Researchers at Carnegie Mellon University (CMU) have conducted a six-month study to analyse lyrics and subtitles in 1400 Bollywood movies spanning seven decades. The results suggest that while the representation of women and minorities have quantitatively improved, there remains a strong bias towards fair skin, upper caste and male figures in films.
Kunal Khadilkar and his mentor, AI researcher Ashique R Khuda Bukhsh, both parts of CMU's Language Technologies Institute (LTI) and Tom Mitchell, a Founders University professor at CMU's School of Computer Science are the authors of the study, who incorporated 100 highest-grossing Bollywood films over the last few decades.
Using predictive technology and a new language analysis model called BERT, the researchers were able to identify common stereotypes in Bollywood films.
"If you feed thousands of sentences to BERT and then ask the system to perform fill-in-the-blank tests, it outputs a list of possible completions ranked by probability...After we fed Bollywood movie subtitles to BERT and performed [a] Cloze test: "A beautiful woman should have ___ skin", the top prediction was "fair" across all eras," says KhudaBukhsh in a statement to Hindustan Times.
The model identified common themes in older Bollywood movies as 'poverty', 'love', 'war', 'hunger', 'unemployment'. More recent Bollywood releases tended to throw up 'poverty', 'Pakistan', 'Kashmir', 'terrorism', 'corruption'. Another finding revealed that while most babies born inside films from 1950 to 1999 were overwhelmingly boys (70%), 46% of newborns were girls in more recent films.
Researchers also found that the AI identified a change in words associated with dowry after the Dowry Prohibition Act of 1961, leading to less direct mentions of dowry and more mentions of 'trouble', 'divorce' and 'consent'.
Non-Hindu representation in films was shown as increasing, with Muslims previously making up 6.16% of characters and now 7.81%; Sikhs from 7.26% to 8.06% and Christians from 0.22% to 0.49%.

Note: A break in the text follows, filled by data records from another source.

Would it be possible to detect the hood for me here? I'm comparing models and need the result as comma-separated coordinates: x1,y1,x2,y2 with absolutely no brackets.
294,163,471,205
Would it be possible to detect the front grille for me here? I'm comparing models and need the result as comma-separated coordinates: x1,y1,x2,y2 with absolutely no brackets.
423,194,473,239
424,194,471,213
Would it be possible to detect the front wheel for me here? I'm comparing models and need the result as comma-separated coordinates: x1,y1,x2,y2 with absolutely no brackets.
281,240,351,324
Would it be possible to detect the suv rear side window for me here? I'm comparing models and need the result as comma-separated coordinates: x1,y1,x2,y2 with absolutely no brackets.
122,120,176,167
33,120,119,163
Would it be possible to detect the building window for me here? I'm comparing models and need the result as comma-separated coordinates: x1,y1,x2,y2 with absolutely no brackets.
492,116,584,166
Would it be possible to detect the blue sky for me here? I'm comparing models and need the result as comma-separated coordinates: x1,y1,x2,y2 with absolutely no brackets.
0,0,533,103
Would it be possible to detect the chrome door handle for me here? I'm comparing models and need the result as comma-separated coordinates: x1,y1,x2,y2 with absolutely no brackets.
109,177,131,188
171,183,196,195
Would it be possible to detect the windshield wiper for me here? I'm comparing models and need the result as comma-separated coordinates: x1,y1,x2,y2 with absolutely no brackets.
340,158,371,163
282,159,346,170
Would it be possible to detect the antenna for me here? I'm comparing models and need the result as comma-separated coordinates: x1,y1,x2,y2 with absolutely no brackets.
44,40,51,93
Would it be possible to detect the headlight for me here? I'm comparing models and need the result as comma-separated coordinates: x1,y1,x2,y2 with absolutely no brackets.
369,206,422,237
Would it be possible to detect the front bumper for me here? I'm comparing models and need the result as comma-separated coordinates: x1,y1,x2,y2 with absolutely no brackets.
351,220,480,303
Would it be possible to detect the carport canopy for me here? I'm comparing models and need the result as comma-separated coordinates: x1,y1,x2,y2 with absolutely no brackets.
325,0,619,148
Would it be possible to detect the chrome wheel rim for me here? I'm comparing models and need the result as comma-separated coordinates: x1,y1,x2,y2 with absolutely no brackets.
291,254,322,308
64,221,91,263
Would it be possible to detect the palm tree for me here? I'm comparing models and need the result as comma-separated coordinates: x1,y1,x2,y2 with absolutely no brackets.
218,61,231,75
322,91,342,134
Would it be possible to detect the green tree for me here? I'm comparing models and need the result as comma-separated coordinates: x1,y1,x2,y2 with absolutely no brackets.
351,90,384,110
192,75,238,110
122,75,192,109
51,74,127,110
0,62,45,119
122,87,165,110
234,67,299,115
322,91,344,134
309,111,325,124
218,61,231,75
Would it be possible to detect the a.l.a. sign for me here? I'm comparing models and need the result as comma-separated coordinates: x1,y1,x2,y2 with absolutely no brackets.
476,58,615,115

The researchers do however acknowledge that their study may have its limitations, as it is purely quantitative and considers only dialogues and not visuals. However, KhudaBukhsh remains hopeful about the results.
"Our methods allow us to quantify and compare biases across timespans, genres, and movie industries, to analyse biases commonly known to already exist in Bollywood films," he said.